Mathematically, the intuition is simple. (This is not a formal proof, though it can easily be turned into one. It's just another dimension of intuition -- symbolic intuition.)
The price elasticity of demand at $(P_0, Q_0)$ is the infinitesimal ratio of percentage change in quantity demanded ($dQ/Q_0$) to percentage change in price ($dP/P_0$).
$$\epsilon_d=\left|\frac{dQ/Q}{dP/P}\right|_{(P_0, Q_0)}=\color{red}{\left|\frac{dQ}{dP}\right|_{(P_0,Q_0)}}\cdot\color{blue}{\frac{P_0}{Q_0}}$$
When the demand curve is linear, the red expression is constant: it's just the slope of the demand curve. The blue expression, however, depends on the point at which the elasticity is calculated; even for a linear demand curve, it is not constant.

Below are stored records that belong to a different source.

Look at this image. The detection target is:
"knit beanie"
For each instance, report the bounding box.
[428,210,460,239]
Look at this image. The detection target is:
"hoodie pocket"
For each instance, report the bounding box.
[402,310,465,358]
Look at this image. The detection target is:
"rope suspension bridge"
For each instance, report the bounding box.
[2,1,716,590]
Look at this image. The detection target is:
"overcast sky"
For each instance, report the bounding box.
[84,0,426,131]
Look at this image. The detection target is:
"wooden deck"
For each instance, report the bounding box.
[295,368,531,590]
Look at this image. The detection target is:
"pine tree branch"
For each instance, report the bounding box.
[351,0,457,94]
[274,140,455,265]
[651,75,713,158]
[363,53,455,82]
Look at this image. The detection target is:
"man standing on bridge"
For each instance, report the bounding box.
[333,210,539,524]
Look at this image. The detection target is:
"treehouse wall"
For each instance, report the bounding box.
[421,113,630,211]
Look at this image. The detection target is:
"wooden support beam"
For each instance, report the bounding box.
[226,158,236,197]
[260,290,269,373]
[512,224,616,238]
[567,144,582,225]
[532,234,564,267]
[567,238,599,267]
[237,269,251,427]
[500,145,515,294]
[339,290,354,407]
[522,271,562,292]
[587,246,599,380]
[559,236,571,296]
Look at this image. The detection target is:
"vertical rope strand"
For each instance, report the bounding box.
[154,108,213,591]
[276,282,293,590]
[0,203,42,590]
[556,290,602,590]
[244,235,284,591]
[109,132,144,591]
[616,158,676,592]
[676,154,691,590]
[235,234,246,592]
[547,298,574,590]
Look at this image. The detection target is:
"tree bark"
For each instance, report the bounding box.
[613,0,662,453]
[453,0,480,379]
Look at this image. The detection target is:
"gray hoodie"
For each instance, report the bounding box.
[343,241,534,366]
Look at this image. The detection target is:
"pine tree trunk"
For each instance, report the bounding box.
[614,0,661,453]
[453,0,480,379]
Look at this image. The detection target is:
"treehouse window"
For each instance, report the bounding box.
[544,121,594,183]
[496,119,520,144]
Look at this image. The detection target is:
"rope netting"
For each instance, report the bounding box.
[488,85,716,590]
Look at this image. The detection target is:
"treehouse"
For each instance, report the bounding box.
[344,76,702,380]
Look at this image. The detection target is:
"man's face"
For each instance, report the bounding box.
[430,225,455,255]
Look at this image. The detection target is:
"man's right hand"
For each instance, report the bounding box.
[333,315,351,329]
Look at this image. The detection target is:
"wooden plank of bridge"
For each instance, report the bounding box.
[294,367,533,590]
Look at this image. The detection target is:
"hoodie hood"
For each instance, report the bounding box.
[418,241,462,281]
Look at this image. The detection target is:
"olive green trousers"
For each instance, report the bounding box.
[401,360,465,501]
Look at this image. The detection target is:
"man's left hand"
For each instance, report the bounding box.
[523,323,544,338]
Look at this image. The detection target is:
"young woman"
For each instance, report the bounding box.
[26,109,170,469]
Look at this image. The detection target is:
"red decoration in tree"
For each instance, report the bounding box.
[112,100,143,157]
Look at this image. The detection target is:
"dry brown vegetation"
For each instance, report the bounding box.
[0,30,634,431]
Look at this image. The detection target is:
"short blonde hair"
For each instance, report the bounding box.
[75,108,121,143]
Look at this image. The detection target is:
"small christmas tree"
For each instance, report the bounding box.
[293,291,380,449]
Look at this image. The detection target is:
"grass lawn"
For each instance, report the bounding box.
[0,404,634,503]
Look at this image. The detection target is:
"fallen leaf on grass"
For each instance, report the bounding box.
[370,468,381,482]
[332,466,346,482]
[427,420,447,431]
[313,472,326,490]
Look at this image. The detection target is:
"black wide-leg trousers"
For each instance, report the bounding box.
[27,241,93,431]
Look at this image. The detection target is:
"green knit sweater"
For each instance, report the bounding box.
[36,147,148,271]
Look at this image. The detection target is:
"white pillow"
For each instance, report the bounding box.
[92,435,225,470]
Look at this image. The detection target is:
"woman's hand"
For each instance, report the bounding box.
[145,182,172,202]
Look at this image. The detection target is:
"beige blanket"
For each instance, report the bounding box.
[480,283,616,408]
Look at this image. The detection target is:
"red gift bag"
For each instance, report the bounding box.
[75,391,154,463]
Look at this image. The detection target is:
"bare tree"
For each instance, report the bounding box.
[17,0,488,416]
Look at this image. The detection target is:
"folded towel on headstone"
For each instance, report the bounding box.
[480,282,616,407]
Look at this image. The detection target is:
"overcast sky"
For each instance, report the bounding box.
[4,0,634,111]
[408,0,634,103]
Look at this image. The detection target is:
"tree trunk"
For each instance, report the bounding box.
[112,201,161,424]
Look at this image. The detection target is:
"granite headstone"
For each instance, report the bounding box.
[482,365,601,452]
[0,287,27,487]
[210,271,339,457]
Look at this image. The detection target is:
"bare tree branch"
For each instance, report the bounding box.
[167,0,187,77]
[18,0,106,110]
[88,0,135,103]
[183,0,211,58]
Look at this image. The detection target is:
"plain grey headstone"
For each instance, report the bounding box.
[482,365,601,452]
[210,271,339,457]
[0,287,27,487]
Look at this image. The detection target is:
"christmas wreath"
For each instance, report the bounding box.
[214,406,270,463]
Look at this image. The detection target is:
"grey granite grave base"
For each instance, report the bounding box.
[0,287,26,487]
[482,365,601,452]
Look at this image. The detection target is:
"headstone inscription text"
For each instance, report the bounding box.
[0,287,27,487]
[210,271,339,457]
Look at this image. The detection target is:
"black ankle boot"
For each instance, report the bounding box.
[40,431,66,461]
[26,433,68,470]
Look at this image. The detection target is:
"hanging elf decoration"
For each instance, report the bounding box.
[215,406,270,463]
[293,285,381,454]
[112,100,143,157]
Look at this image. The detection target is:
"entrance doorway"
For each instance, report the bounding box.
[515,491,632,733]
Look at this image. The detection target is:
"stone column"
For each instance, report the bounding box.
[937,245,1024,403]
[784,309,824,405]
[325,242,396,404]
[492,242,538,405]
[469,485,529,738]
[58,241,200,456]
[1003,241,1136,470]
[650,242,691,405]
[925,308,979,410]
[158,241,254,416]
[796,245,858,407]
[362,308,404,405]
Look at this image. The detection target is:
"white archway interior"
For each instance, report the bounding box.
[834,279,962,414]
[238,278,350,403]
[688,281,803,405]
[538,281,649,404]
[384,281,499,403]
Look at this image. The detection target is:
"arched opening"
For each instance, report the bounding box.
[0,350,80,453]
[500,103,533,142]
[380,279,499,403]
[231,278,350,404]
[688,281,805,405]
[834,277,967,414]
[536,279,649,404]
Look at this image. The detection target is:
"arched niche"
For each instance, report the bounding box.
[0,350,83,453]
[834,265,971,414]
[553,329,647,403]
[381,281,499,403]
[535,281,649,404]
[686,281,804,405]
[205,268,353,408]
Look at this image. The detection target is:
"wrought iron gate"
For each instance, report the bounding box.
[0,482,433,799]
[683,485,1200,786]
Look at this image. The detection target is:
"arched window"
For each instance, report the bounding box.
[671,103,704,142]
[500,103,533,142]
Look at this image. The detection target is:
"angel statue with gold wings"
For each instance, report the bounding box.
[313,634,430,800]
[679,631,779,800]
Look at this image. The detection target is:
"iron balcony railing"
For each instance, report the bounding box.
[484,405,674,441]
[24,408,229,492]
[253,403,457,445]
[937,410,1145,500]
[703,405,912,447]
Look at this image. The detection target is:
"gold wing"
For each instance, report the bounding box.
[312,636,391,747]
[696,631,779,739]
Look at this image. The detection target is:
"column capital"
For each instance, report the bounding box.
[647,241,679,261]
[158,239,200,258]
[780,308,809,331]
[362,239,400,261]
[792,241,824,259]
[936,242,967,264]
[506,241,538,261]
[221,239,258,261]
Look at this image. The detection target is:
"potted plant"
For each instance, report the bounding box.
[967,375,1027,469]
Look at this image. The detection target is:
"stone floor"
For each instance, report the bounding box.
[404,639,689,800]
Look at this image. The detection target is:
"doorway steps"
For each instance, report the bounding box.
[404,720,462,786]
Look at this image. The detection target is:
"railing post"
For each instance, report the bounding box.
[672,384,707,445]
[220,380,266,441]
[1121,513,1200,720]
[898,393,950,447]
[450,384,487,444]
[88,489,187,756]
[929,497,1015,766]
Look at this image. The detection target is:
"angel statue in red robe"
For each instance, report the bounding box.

In fact, if you draw a typical demand diagram, you plot the inverse demand function, with $P$ on the vertical axis and $Q$ on the horizontal axis. In this case,
- $P_0/Q_0>1$ when the point $(P_0, Q_0)$ lies above the line $P=Q$
- $P_0/Q_0=1$ when the point $(P_0, Q_0)$ lies on the line $P=Q$
- $P_0/Q_0<1$ when the point $(P_0, Q_0)$ lies below the line $P=Q$
Thus, it is easy to see why $\epsilon_d$ changes along even a linear demand curve. The inverse demand curve will cut through Quadrant I of the $QP$-plane. The closer the point $(P_0, Q_0)$ gets to the vertical axis, the larger the elasticity.